So indeed, repackaging mp4 <-> mp2 containers is pretty trivial. Nevertheless, Apple initially choose mpeg2TS because it conveniently allowed them to shove the reassembled media segments straight into the dedicated AV chip.
The H265 patent licensing situation is famously a mess and has been a big barrier to adoption. Except in circles where people worry less about that sort of thing: Warez, China, ...
The licensing shenanigans of H265 was a big motivator for creating AV1, a royalty free codec.
The person who benefits from a more efficient codec tends to be netflix/youtube (lower bandwidth costs), and they are far far removed from the chipmaker - market forces get very weak at that distance.
People never stopped using VP8. In fact, your screen sharing is probably wasting excessive amounts of CPU every day because there is no hardware support.

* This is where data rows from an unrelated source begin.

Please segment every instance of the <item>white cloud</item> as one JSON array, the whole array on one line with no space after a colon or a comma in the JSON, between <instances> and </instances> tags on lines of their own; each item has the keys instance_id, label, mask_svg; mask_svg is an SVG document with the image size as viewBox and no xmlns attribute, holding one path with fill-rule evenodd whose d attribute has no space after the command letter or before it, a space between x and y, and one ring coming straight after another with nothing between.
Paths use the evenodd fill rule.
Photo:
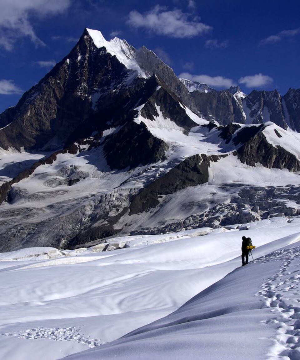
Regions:
<instances>
[{"instance_id":1,"label":"white cloud","mask_svg":"<svg viewBox=\"0 0 300 360\"><path fill-rule=\"evenodd\" d=\"M239 83L244 84L246 87L261 87L271 85L273 82L273 78L261 73L252 76L243 76L239 79Z\"/></svg>"},{"instance_id":2,"label":"white cloud","mask_svg":"<svg viewBox=\"0 0 300 360\"><path fill-rule=\"evenodd\" d=\"M190 71L191 71L192 70L194 69L194 63L192 61L188 62L187 63L186 63L182 65L182 67L184 69L184 70L188 70Z\"/></svg>"},{"instance_id":3,"label":"white cloud","mask_svg":"<svg viewBox=\"0 0 300 360\"><path fill-rule=\"evenodd\" d=\"M194 10L197 7L196 1L194 0L188 0L188 7L192 10Z\"/></svg>"},{"instance_id":4,"label":"white cloud","mask_svg":"<svg viewBox=\"0 0 300 360\"><path fill-rule=\"evenodd\" d=\"M0 46L11 50L18 39L29 37L36 45L44 43L36 35L31 17L43 17L66 10L71 0L1 0Z\"/></svg>"},{"instance_id":5,"label":"white cloud","mask_svg":"<svg viewBox=\"0 0 300 360\"><path fill-rule=\"evenodd\" d=\"M300 28L293 30L283 30L276 35L271 35L265 39L263 39L259 42L260 45L266 45L268 44L274 44L281 41L284 37L291 37L300 32Z\"/></svg>"},{"instance_id":6,"label":"white cloud","mask_svg":"<svg viewBox=\"0 0 300 360\"><path fill-rule=\"evenodd\" d=\"M188 79L192 81L197 81L202 84L206 84L213 87L228 88L235 86L236 84L232 79L228 79L223 76L210 76L208 75L192 75L188 72L182 72L178 77Z\"/></svg>"},{"instance_id":7,"label":"white cloud","mask_svg":"<svg viewBox=\"0 0 300 360\"><path fill-rule=\"evenodd\" d=\"M117 37L119 36L122 33L122 31L120 31L119 30L115 30L109 34L109 35L111 37L115 37L116 36Z\"/></svg>"},{"instance_id":8,"label":"white cloud","mask_svg":"<svg viewBox=\"0 0 300 360\"><path fill-rule=\"evenodd\" d=\"M228 40L219 41L216 39L211 39L206 40L204 47L208 49L225 49L228 46Z\"/></svg>"},{"instance_id":9,"label":"white cloud","mask_svg":"<svg viewBox=\"0 0 300 360\"><path fill-rule=\"evenodd\" d=\"M40 67L52 68L56 64L55 60L49 60L48 61L37 61L36 63Z\"/></svg>"},{"instance_id":10,"label":"white cloud","mask_svg":"<svg viewBox=\"0 0 300 360\"><path fill-rule=\"evenodd\" d=\"M212 29L196 19L190 20L190 14L179 9L168 10L157 5L143 14L136 10L130 12L127 22L133 27L144 28L151 33L182 39L201 35Z\"/></svg>"},{"instance_id":11,"label":"white cloud","mask_svg":"<svg viewBox=\"0 0 300 360\"><path fill-rule=\"evenodd\" d=\"M23 93L19 87L15 85L12 80L3 79L0 80L0 94L2 95L12 95Z\"/></svg>"}]
</instances>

AV1 isn't particularly behind schedule compared with previous codec generstions. We could and should have moved faster if everything went well but Qualcomm in particular were being awkward about IP issues.
Luckily the effort behind the David software codecs kept up the rollout momentum.
The AV1 ASIC takes up space on the SoC, so effectively it decreases the performance of other parts. This could be why some manufacturers have delayed including support for quite a while. Though Mediatek already had AV1 support three years ago.
Especially when Google and AOM promise to have a hardware encoder and decoder to be given out for free by 2018, and be implemented in many SoC by 2019, wide availability support and AV2 by 2020.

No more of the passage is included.